Mette Harrison. Courtesy photo

Apologizing after a Mormon faith transition

Mette Harrison. Courtesy photo

A guest post by Mette Harrison

(RNS) — I've been doing a lot of apologizing since I left Mormonism, and it's still really hard — but maybe not for the reasons you think.

It's not because I'm proud and can't humble myself (at least I don't think that's what's going on). It's because when I realize I've really screwed up, I don't feel like I deserve forgiveness. I also don't believe in the atonement of Jesus Christ anymore, that someone else suffered for my sins and that I can just miraculously access that by going through a religious process of repentance, acknowledging my sin, confessing if necessary to an authority figure, promising to never do it again, and then — never doing it again.

When I was deeply Mormon, I stuck to this rubric of repentance a lot of the time, but I admit, I didn’t often think I needed to repent. It wasn’t that I thought other people were the ones who were wrong, but I often ignored mistakes I’d made and believed that if people loved me, they’d just “get over it.” And there’s also the reality that I was blind to some of the harm that I was doing to people around me because I was so gung-ho with my Mormonism.

What do I believe in now? I believe in humans, but there are limits on both sides—which means that anger and defensiveness get in the way a lot. I see it more clearly now that I’m on the ex-Mormon side. I’m constantly offending my Mormon family and friends because I make a joke I think is funny and harmless—but turns out to be not so at all. Now that I’m publicly “out” of the church, people are more likely to be offended by any small criticism. A joke about the prophet’s birthday party, for instance, isn’t taken lightly. But it’s also true that I’m far enough out that I don’t remember the things that people used to be offended about. For instance, the whole Super Bowl halftime show controversy earlier this month is  simply baffling to me, though I used to be one of those Mormons who had to turn off a show at the first use of the “f” word.

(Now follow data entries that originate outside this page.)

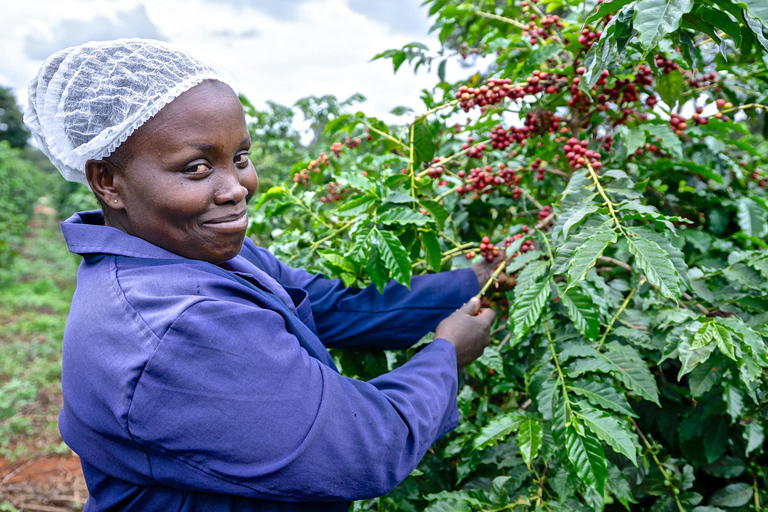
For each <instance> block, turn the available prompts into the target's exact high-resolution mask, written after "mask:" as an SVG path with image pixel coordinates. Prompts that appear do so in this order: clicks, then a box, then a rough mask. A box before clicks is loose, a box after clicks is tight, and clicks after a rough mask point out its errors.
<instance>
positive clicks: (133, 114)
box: [24, 39, 226, 184]
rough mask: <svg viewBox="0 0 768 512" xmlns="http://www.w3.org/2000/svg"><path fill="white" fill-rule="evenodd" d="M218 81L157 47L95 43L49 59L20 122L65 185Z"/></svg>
mask: <svg viewBox="0 0 768 512" xmlns="http://www.w3.org/2000/svg"><path fill="white" fill-rule="evenodd" d="M207 79H213V80H219V81H222V82H224V81H226V80H225V79H224V77H223V74H222V73H221V72H220V71H218V70H216V69H214V68H212V67H210V66H206V65H204V64H202V63H200V62H199V61H197V60H195V59H193V58H192V57H190V56H188V55H186V54H185V53H183V52H181V51H179V50H176V49H174V48H172V47H171V46H169V45H167V44H165V43H161V42H159V41H152V40H148V39H117V40H114V41H94V42H90V43H86V44H83V45H81V46H74V47H71V48H67V49H65V50H61V51H60V52H57V53H55V54H54V55H52V56H51V57H49V58H48V60H47V61H45V63H44V64H43V65H42V67H41V68H40V71H39V72H38V74H37V77H35V79H34V80H32V82H30V84H29V106H28V107H27V111H26V112H25V114H24V122H25V123H26V124H27V126H28V127H29V128H30V130H31V131H32V135H33V136H34V137H35V140H36V141H37V143H38V145H39V146H40V149H41V150H42V151H43V153H45V154H46V156H47V157H48V158H49V159H50V160H51V162H53V164H54V165H55V166H56V168H57V169H58V170H59V172H61V175H62V176H64V178H65V179H67V180H69V181H76V182H78V183H83V184H87V181H86V178H85V162H86V161H88V160H91V159H93V160H98V159H101V158H105V157H107V156H109V155H110V154H112V152H113V151H114V150H115V148H117V147H118V146H119V145H120V144H122V143H123V142H125V140H126V139H127V138H128V136H129V135H131V134H132V133H133V132H134V131H135V130H136V129H137V128H138V127H139V126H141V125H142V124H144V123H145V122H146V121H147V120H148V119H150V118H151V117H152V116H154V115H155V114H157V113H158V112H159V111H160V109H161V108H163V107H164V106H165V105H167V104H168V103H170V102H171V101H172V100H173V99H174V98H176V97H178V96H179V95H180V94H181V93H183V92H184V91H186V90H188V89H190V88H192V87H193V86H195V85H197V84H199V83H200V82H202V81H203V80H207Z"/></svg>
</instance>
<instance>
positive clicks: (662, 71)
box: [653, 53, 680, 75]
mask: <svg viewBox="0 0 768 512" xmlns="http://www.w3.org/2000/svg"><path fill="white" fill-rule="evenodd" d="M653 58H654V60H655V61H656V67H657V68H659V69H660V70H661V71H662V73H664V74H665V75H668V74H670V73H671V72H673V71H675V70H676V69H680V66H679V65H678V64H677V62H675V61H672V60H669V59H667V58H666V57H664V56H663V55H661V54H659V53H657V54H656V55H654V56H653Z"/></svg>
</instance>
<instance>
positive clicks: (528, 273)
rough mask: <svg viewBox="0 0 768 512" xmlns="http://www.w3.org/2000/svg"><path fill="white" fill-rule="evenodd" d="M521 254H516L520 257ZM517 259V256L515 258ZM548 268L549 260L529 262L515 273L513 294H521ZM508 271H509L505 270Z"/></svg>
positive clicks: (523, 292) (518, 257) (524, 291)
mask: <svg viewBox="0 0 768 512" xmlns="http://www.w3.org/2000/svg"><path fill="white" fill-rule="evenodd" d="M520 257H521V256H518V258H520ZM515 259H517V258H515ZM547 270H549V262H548V261H545V260H538V261H533V262H531V263H529V264H528V265H527V266H526V267H525V268H524V269H523V270H521V271H520V273H518V274H517V282H516V284H515V296H519V295H522V294H523V293H525V290H527V289H528V288H529V287H530V286H531V285H532V284H533V283H534V282H536V280H537V279H538V278H540V277H541V276H543V275H544V274H546V273H547ZM507 272H509V271H507Z"/></svg>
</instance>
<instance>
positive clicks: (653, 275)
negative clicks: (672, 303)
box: [627, 229, 680, 300]
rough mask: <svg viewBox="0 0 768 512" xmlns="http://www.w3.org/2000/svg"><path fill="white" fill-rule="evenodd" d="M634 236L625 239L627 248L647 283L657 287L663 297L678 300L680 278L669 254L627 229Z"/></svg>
mask: <svg viewBox="0 0 768 512" xmlns="http://www.w3.org/2000/svg"><path fill="white" fill-rule="evenodd" d="M628 231H630V232H631V233H634V234H635V235H636V236H629V237H627V248H628V249H629V252H630V253H631V254H632V255H633V256H634V257H635V263H636V264H637V266H638V267H640V268H641V269H642V270H643V272H644V273H645V277H646V278H647V279H648V282H649V283H651V284H653V285H655V286H658V287H659V291H660V292H661V294H662V295H663V296H665V297H668V298H670V299H674V300H677V299H679V298H680V276H679V275H678V274H677V270H675V267H674V266H673V265H672V262H671V261H670V256H669V254H668V253H667V252H666V251H665V250H664V249H662V248H661V247H659V244H657V243H656V242H652V241H651V240H648V239H647V238H643V237H642V236H640V234H639V233H638V232H637V230H634V231H633V230H632V229H629V230H628Z"/></svg>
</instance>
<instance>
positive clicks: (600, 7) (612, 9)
mask: <svg viewBox="0 0 768 512" xmlns="http://www.w3.org/2000/svg"><path fill="white" fill-rule="evenodd" d="M633 1H634V0H612V1H610V2H603V3H602V4H598V6H597V8H596V9H595V12H593V13H592V14H590V15H589V16H588V17H587V19H586V21H585V22H584V25H585V26H586V25H590V24H592V23H593V22H595V21H597V20H599V19H600V18H604V17H605V16H606V15H608V14H611V13H614V12H617V11H618V10H619V9H621V8H622V7H624V6H625V5H627V4H628V3H630V2H633Z"/></svg>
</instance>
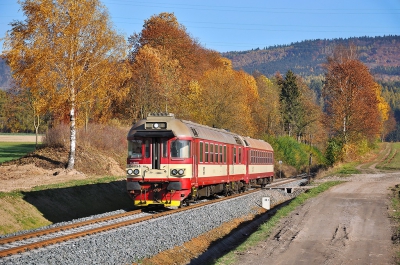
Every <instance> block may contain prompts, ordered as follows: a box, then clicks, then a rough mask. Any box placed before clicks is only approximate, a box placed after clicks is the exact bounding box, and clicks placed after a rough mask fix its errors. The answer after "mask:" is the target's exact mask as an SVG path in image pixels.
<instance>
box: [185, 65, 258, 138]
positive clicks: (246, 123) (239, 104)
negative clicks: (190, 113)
mask: <svg viewBox="0 0 400 265" xmlns="http://www.w3.org/2000/svg"><path fill="white" fill-rule="evenodd" d="M221 63H223V64H224V66H223V67H217V68H213V69H211V70H209V71H207V72H205V73H204V75H203V77H202V78H201V79H200V80H199V81H196V82H192V83H191V84H190V86H189V89H190V93H189V96H188V97H187V98H185V100H184V101H185V103H186V107H185V109H186V110H188V112H189V113H191V114H192V115H191V117H190V119H192V120H194V121H197V122H199V123H202V124H205V125H208V126H211V127H217V128H223V129H228V130H230V131H233V132H236V133H239V134H243V135H248V136H254V135H255V133H256V128H255V124H254V121H253V117H252V106H251V104H252V102H255V101H256V100H257V97H258V94H257V86H256V83H255V80H254V78H253V77H252V76H250V75H248V74H246V73H244V72H242V71H235V70H233V69H232V64H231V62H230V61H229V60H228V59H225V58H221Z"/></svg>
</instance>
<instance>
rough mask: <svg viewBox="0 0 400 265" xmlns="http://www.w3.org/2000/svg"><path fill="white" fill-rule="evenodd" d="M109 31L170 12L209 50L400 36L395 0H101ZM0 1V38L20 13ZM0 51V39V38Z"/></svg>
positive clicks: (132, 30)
mask: <svg viewBox="0 0 400 265" xmlns="http://www.w3.org/2000/svg"><path fill="white" fill-rule="evenodd" d="M102 3H103V4H104V5H105V6H106V7H107V8H108V10H109V12H110V18H111V21H112V22H113V23H114V29H116V30H117V31H118V32H120V33H121V34H123V35H125V36H126V37H128V36H130V35H132V34H133V33H134V32H140V31H141V29H142V26H143V22H144V20H146V19H149V18H150V17H151V16H152V15H155V14H159V13H161V12H171V13H174V14H175V16H176V17H177V19H178V21H179V22H180V23H181V24H183V25H184V26H185V27H186V29H187V32H188V33H190V34H191V36H192V37H193V38H195V39H197V40H198V41H199V43H200V44H201V45H202V46H203V47H205V48H209V49H213V50H216V51H219V52H226V51H245V50H251V49H255V48H264V47H268V46H273V45H284V44H290V43H292V42H300V41H303V40H313V39H333V38H349V37H361V36H370V37H374V36H384V35H400V0H332V1H326V0H319V1H315V0H280V1H270V0H264V1H262V0H248V1H235V0H230V1H227V0H220V1H216V0H201V1H187V0H186V1H184V0H168V1H163V0H139V1H138V0H103V1H102ZM19 9H20V6H19V4H18V3H17V1H16V0H0V11H1V12H0V37H4V34H5V32H6V31H7V30H9V29H10V26H9V25H8V24H9V23H10V22H11V21H13V20H22V19H23V14H22V12H21V11H19ZM0 45H1V46H0V48H1V49H2V46H3V45H2V42H0Z"/></svg>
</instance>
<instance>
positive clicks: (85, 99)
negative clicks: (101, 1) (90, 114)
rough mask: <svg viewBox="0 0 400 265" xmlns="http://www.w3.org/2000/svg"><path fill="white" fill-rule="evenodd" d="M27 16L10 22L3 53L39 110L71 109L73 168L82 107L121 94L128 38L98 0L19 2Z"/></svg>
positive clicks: (54, 110)
mask: <svg viewBox="0 0 400 265" xmlns="http://www.w3.org/2000/svg"><path fill="white" fill-rule="evenodd" d="M18 3H19V4H20V5H21V9H22V11H23V13H24V15H25V16H26V19H25V20H24V21H14V22H12V23H11V26H12V29H11V30H10V31H8V32H7V34H6V38H5V42H4V52H3V53H4V55H5V58H6V60H7V62H8V64H9V65H10V67H11V70H12V72H13V77H14V79H15V80H16V81H17V84H18V85H19V86H20V87H21V88H22V89H29V90H30V92H31V93H32V96H34V98H41V99H43V100H41V101H40V102H45V103H43V104H38V105H37V106H36V107H35V109H36V111H37V113H38V114H39V113H41V112H42V111H43V110H44V109H49V110H53V111H57V110H64V109H68V112H69V118H70V151H69V158H68V165H67V168H68V169H73V168H74V164H75V152H76V151H75V150H76V117H77V115H76V114H77V110H79V108H80V107H81V105H82V104H83V103H85V104H87V102H90V101H91V100H93V98H101V99H103V101H102V102H98V103H99V104H100V103H101V104H104V109H106V108H107V104H110V103H111V102H112V101H111V100H110V98H112V97H119V96H120V95H121V94H122V93H123V90H120V89H119V88H120V84H121V82H118V80H121V79H124V78H126V77H127V76H128V74H129V72H128V71H125V69H124V67H121V69H120V71H114V69H115V63H116V62H118V61H120V60H122V59H123V58H125V52H126V47H125V40H124V38H123V36H120V35H118V34H117V33H116V31H115V30H113V29H112V25H111V23H110V20H109V16H108V12H107V10H106V8H105V7H104V6H103V5H102V4H101V3H100V1H99V0H85V1H81V0H25V1H22V0H20V1H18Z"/></svg>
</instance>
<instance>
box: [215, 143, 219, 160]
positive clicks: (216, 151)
mask: <svg viewBox="0 0 400 265" xmlns="http://www.w3.org/2000/svg"><path fill="white" fill-rule="evenodd" d="M218 150H219V149H218V145H215V162H216V163H218V160H219V159H218V158H219V154H218Z"/></svg>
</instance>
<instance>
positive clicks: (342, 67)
mask: <svg viewBox="0 0 400 265" xmlns="http://www.w3.org/2000/svg"><path fill="white" fill-rule="evenodd" d="M356 56H357V55H356V48H355V47H354V46H349V47H343V46H338V47H337V48H336V49H335V51H334V54H333V56H331V57H328V59H327V63H326V64H325V70H326V73H325V85H324V88H323V96H324V99H325V103H326V108H327V109H326V111H327V117H328V118H327V120H326V122H327V125H328V126H329V129H330V133H331V135H332V136H336V137H339V138H340V139H341V141H342V143H343V145H344V146H345V145H347V144H351V143H355V142H357V141H358V140H360V139H367V140H368V141H373V140H375V139H376V138H377V136H378V135H379V133H380V131H381V126H382V124H381V114H380V113H379V109H378V104H379V100H378V99H377V93H376V89H375V82H374V80H373V78H372V76H371V74H370V73H369V70H368V68H367V67H366V66H365V65H364V64H363V63H361V62H360V61H359V60H357V59H356V58H357V57H356Z"/></svg>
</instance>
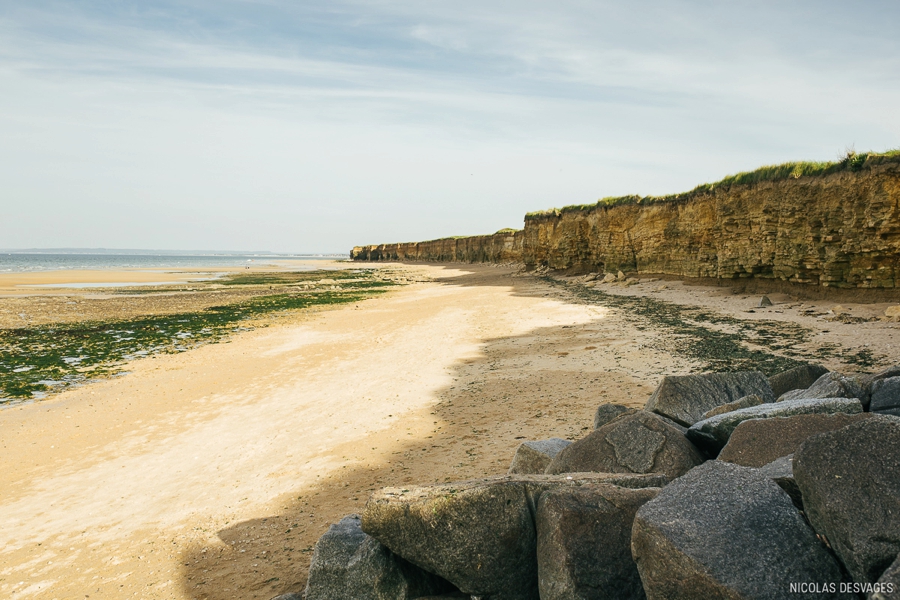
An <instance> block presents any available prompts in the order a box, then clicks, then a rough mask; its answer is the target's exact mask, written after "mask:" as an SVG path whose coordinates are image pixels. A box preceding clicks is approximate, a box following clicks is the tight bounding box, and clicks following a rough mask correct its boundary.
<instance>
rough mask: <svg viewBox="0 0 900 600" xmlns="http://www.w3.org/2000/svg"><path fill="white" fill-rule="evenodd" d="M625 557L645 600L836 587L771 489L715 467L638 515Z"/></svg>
mask: <svg viewBox="0 0 900 600" xmlns="http://www.w3.org/2000/svg"><path fill="white" fill-rule="evenodd" d="M632 553H633V555H634V559H635V561H636V562H637V566H638V570H639V571H640V574H641V580H642V581H643V583H644V590H645V591H646V593H647V598H649V599H650V600H656V599H675V598H677V599H679V600H695V599H696V600H707V599H710V598H721V599H728V600H732V599H734V600H737V599H760V600H762V599H766V600H768V599H772V598H787V597H789V596H790V594H789V593H788V587H787V586H788V582H840V581H841V572H840V568H839V567H838V564H837V562H836V561H835V560H834V558H833V557H832V556H831V554H829V552H828V551H827V550H826V549H825V547H824V546H823V545H822V544H821V543H820V542H819V541H818V540H817V539H816V536H815V534H814V533H813V531H812V529H810V527H809V525H807V524H806V522H805V521H804V520H803V518H802V517H801V516H800V513H799V512H798V511H797V509H796V508H795V507H794V505H793V504H792V503H791V500H790V498H788V496H787V494H785V493H784V492H783V491H782V490H781V488H780V487H778V485H776V484H775V483H774V482H773V481H772V480H771V479H769V478H768V477H766V476H765V475H763V474H761V473H760V472H759V471H758V470H756V469H751V468H748V467H740V466H737V465H732V464H730V463H723V462H719V461H710V462H708V463H706V464H704V465H701V466H700V467H697V468H696V469H694V470H692V471H691V472H690V473H688V474H687V475H685V476H684V477H681V478H679V479H677V480H675V481H674V482H672V483H671V484H669V485H668V486H667V487H665V488H663V490H662V491H661V492H660V493H659V495H658V496H657V497H656V498H655V499H653V500H651V501H649V502H647V503H646V504H645V505H644V506H642V507H641V508H640V509H639V510H638V512H637V516H636V518H635V521H634V529H633V530H632ZM838 597H841V596H839V595H838V594H828V593H826V594H821V595H817V596H816V598H838Z"/></svg>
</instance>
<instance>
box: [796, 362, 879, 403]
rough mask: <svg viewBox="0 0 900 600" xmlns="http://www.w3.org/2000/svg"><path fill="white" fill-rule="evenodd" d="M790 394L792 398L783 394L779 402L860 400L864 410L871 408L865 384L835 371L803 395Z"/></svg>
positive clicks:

It’s also true that my Mormon family and friends hurt me unintentionally, too. They can’t see how anyone could be offended when they talk about a temple wedding or a child who is dutifully serving a mission. As good as I am with words, it seems that I still don’t have the capacity to bridge this gap in explaining that talking about so many Mormon subjects without introspection can hurt me. When they tell me about a letter home that expresses how testimonies are growing, I can’t help but wonder if these missionaries are being allowed to talk about any real doubts or hardships they’re facing. Or if it’s about a temple wedding, is anyone thinking about the fact that I and most of my children will not be allowed to attend? If I bring this up, there’s a silence and then—nothing.

I’ve made the choices I’ve made. I know that. Other people don’t have to agree with those choices. But it can be hard to navigate this post-Mormon world when we’re stepping on each other’s toes because we don’t even know where those toes are.

This isn’t me asking people to apologize. Far from it. I’ve made so many mistakes as I’ve worked through my transition that I can’t point fingers. This is me saying that I’ve been touched and uplifted by my experiences with apologizing frequently and for deep hurts, sometimes for events decades in the past. For instance, I’ve apologized frankly to both of my sisters, who left Mormonism decades ago. I didn’t apologize for not leaving earlier myself—that was my own timetable. But I did apologize for not being open to their views and for being downright judgmental. I’m sorry I wasn’t there for them when they needed it most. I’ve also apologized to my adult children for many things: not saving any money for them for college, not seeing their needs over my own, and for making them follow strict rules that didn’t even make sense within Mormonism.

Though I expected to be met with admissions that I was crappy and that nothing I say or do could fix that pain, in almost every case where I've apologized, it has been met with gladness and rejoicing. Can I use religious words like that? Well, I'm going to. A wall goes down. Relationships heal and get better than they were before. It’s not that I think supernatural power came in, despite my refusal to acknowledge it. I mean, I still believe in something beyond science and the visible world, and I still call that something God. But this seems like one of those human miracles. It feels like when I admit that I was totally in the wrong, other people are just relieved. They can put down the burden they’ve been carrying. And I can, too.

So, if you’re someone who has realized that you’ve made mistakes on either side of this messy post-Mormon world, I recommend apologies. Lots of them. Just make sure they’re really apologies. None of this, “I’m sorry if you were offended.” Apologize first, and if you’d like to, you can explain after. I’m so sorry that I messed up and hurt you. I see now that it was a crappy thing to do. I’m trying to do better. And then later: I did that because I didn’t understand or because I was up to my eyeballs dealing with some other things. I was limited and small and afraid.

That’s my recommendation, anyway. You can join my apologies club without a ten percent pay cut or any commitment to attend meetings or clean anything. Is that too harsh? I’m sorry for that, too. Sometimes I’m small and try to get laughs where I can.